Alessandro Tota dépeint donc cette fraternité là. Au début à travers le destin de deux vrais frères, en mal d’argent, en deuil de père, en quête de drogue, pieds nickelés qui projettent de brader l’héritage familial pour une poignée de cacahouètes. Les errances et les accidents trahissent l’impuissance de leur affection l’un pour l’autre. La misère ronge les liens, désœuvrement et petitesse gagnent.
Les nouvelles suivantes parachèvent cette déconstruction des relations humaines, l’aveu de leur rachitisme, la solitude qu’elle installe. Les frères éclipsés par l’intrigue, amis et gens du quartier passent sur le devant de la scène. Là encore, failles et mensonges transparaissent à mesure que les agressions de la vie s’amplifient. Les tentatives d’honnêteté avortent, l’abandon triomphe.

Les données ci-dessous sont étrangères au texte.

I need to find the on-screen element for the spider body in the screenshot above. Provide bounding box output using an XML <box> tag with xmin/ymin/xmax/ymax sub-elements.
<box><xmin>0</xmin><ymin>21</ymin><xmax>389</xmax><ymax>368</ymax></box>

Alessandro Tota fait partie de ces rares auteurs qui proposent une vision complexe de la précarité. On pense évidemment à Gilles Rochier et à son très juste T.M.L.P., paru au début de l’année. Tous deux ont la qualité d’introduire du détail et de la nuance dans ces environnements souvent caricaturés, d’insuffler de l’ambivalence dans les destins, de ne pas appuyer sur le caractère inextricable du quotidien. Tous deux pèchent également par excès de romantisme. Alessandro Tota, c’est dommage, souligne avec pesanteur les regards déçus, les silences contrariés, alors que l’embarras parait déjà évident sans ce maniérisme du dessin. Mais en dehors de cette légère complaissance graphique, Fratelli apparait comme un livre juste, parfaitement au courant de son sujet, le plus souvent émouvant.